When an action sounds in tort, I.C. § 12-120(3) is not applicable. Rockefeller v.
Grabow, 39 P.3d 577, 584 (Idaho 2001). In that case, the Idaho Supreme Court held that
a claim for breach of a fiduciary duty, even though the it arose out of a commercial
transaction, sounded in tort and therefore an award of attorney fees under I.C. § 12-120(3)
would not be proper. Id. The court similarly held in another case that the fact that a
“conversion claim arose out of a commercial transaction is not sufficient to apply I.C.
§ 12-120(3). . .the basis of [the] claim was the tort of conversion.” Brooks v. Gigray
Ranches, Inc., 910 P.2d 744, 751 (Idaho 1996).

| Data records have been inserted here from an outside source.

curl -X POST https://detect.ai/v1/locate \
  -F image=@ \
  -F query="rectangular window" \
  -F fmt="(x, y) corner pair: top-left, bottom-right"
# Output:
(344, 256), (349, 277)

The Idaho Supreme Court denied attorney fees under this statute when plaintiffs
had brought a products liability claim against the manufacturer of electrical components
in their homes holding that although the plaintiffs had based their claims on two
contractual theories (breach of express and implied warranties), “the main thrust of their
suit clearly sounded in tort and the two other claims brought against [the defendant]

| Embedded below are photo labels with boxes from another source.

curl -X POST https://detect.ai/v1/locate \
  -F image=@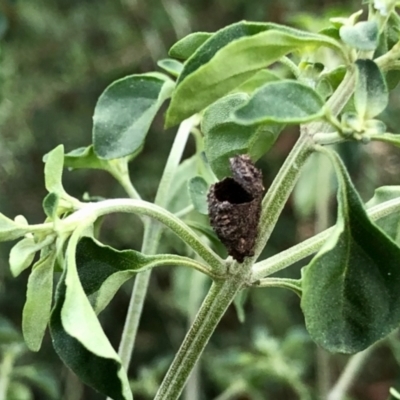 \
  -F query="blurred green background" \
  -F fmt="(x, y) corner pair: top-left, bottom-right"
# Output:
(0, 0), (399, 400)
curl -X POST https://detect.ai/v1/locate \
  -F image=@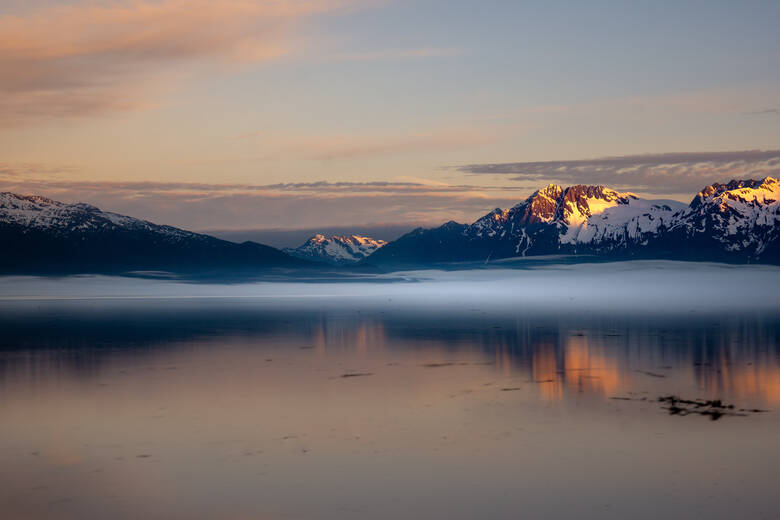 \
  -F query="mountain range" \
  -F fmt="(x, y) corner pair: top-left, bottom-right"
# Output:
(366, 177), (780, 267)
(0, 177), (780, 274)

Memorandum Decision and Order - 9
(negligence and strict liability) reflect this focus.” Sammis v. Magnetek, Inc., 941 P.2d
314, 326 (Idaho 1997).
The Court will deny attorney fees under I.C. § 12-120(3). The Court finds this
case to be analogous to Sammis, even though there was a purchase of a product, i.e., the
hard drives, the thrust of Plaintiff's lawsuit sounds in tort, as evidenced by his claims for
strict products liability and negligence. See id. Although Plaintiff has brought claims for
breach of warranty, I.C. § 12-120(3) is not implicated every time a commercial
transaction is “remotely connected with the case.” See Brooks v. Gigray Ranches, Inc.,
910 P.2d 744, 750 (Idaho 1996). As the Court finds this case sounds in tort, attorney fees
will be denied under I.C. § 12-120(3).
B.
Idaho Code § 12-121
Idaho Code § 12-121 provides, in part:
In any civil action, the judge may award reasonable attorney's
fees to the prevailing party or parties, provided that this
section shall not alter, repeal or amend any statute which
otherwise provides for the award of attorney's fees.

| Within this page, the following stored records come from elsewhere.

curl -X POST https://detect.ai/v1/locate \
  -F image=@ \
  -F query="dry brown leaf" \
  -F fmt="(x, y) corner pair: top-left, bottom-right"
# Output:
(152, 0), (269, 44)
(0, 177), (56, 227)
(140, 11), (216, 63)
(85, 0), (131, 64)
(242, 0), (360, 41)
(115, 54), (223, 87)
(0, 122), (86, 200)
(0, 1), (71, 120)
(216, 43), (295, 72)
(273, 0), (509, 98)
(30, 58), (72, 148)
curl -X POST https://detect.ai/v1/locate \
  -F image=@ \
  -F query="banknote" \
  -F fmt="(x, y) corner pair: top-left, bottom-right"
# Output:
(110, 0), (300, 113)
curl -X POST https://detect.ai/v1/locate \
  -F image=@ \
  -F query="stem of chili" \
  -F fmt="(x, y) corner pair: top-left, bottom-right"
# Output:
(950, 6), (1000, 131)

Attorney fees are awarded to the prevailing party under I.C. § 12-121 only if “the Court
determines that the action was brought or pursued frivolously, unreasonably or without
foundation.” Baker v. Sullivan, 979 P.2d 619, 624 (1999). Although the Court granted
summary judgment in favor of Defendant Best Buy, the Court does not find that the
action was brought frivolously, unreasonably or without foundation. Plaintiff believed he
Memorandum Decision and Order - 10
had a strong case and while the Court found that his claims failed as a matter of law,
attorney fees are not warranted under this statute.3
ORDER
IT IS HEREBY ORDERED:
1)
Plaintiff’s Motion for Reconsideration (Dkt. 94), filed March 7, 2011 be
DENIED; and
2)
Defendant Best Buy’s Motion for Attorney Fees (Dkt. 92), filed February
22, 2011, be DENIED.
DATED: June 30, 2011
Honorable Mikel H. Williams
United States Magistrate Judge
3
Plaintiff also cites to I.C. § 12-123 which allows for sanctions for frivolous conduct. The
statute defines “frivolous conduct” as conduct that “. . . serves merely to harass or maliciously injure
another party to the civil action” or “. . . is not supported in fact or warranted under existing law and
cannot be supported by a good faith argument for an extension, modification, or reversal of the existing
law.” As stated previously, the Court does not find that Plaintiff engaged in frivolous conduct.